Thursday, January 22, 2009

Overbearing obsessives run amok

I am having trouble keeping food down, let alone using up left-overs, reading this;

DON'T THROW AWAY LEFTOVERS, WARN "FOOD POLICE"

British households will be visited by officials offering advice on cooking with leftovers, in a government initiative to reduce the amount of food that gets thrown away. Home cooks will also be told what size portions to prepare, taught to understand "best before" dates and urged to make more use of their freezers.

The door-to-door campaign, which started this month, is funded by the Waste and Resources Action Program (WRAP), a government agency charged with reducing household waste.

The officials will be called "food champions," however, they were dismissed as "food police" by critics who called the scheme an example of excessive government nannying:

* In an initial seven-week trial, eight officials will visit 24,500 homes, dishing out advice and recipes.
* The officials, each of whom has received a day's training, will be paid up to £8.49 (about US $11.87) an hour, with a bonus for working on Saturdays.
* The pilot scheme, will cost £30,000 (about U.S. $42,000), and could be extended nationwide if it is seen as a success.
* If all 25 million households in the United Kingdom were visited in the same way, 8,000 officials would be required at a cost of tens of millions of pounds.

Peter Ainsworth, the shadow environment secretary, said: "You might have thought, at a time of economic hardship, that spending public money on stating the obvious is hardly a priority. With household budgets under pressure, most people are looking to spend wisely and waste less anyway."

Matthew Elliott, chief executive of the TaxPayers' Alliance said: "This is a prime example of excessive government nannying, and a waste of public money and resources. In the grip of a recession, the last thing people need is someone bossing them about in their own kitchen.

"Worse still, the money for this scheme will come directly out of taxpayers' pockets, at a time when they need every penny to weather the financial storm."

Source: Jasper Copping, "Don't throw away leftovers, warn 'food police,' " Telegraph, January 10, 2009.

6 comments:

PM of NZ said...

About 6.5 minutes per household, if my back of fag packet calcs are correct for an 8 hour day 6 days a week, the food police will sure be doing a lot of nannying.

Lindsay Mitchell said...

Missed that. Even the stats are BS.

Perhaps one householder has to get together 9 neighbours for their hour-long indoctrination. What joy. Collectives are so much more fun.

Lucy said...

OK This MUST be a wind up. (Please..... let it be a wind up)

Anonymous said...

What is scary is that there are people out there who are willing and eager to do this nannying.

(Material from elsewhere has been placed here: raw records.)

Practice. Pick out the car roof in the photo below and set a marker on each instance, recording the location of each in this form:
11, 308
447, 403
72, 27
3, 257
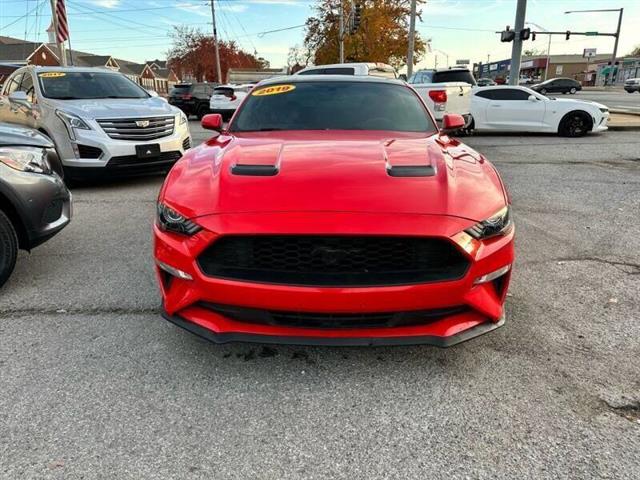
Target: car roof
329, 79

But then the Nazis had no difficulty recruiting concentration camp guards.

Anonymous said...

Jamie Oliver has a similar 'pass it on' recipe scheme going based on the WWII Ministry of Food. His is voluntary and at no cost to the taxpayer of course.

Certainly people need educating about cooking - and those who need it most wouldn't have leftovers cos they'd be eating takeaways 7 days a week. Volunteers are the way to go - not knocking on doors but demos in malls and supermarkets maybe.

Anonymous said...

How long before such a schene is introduced here? Anything is possible, Nanny State in NZ is alive and well right here, still.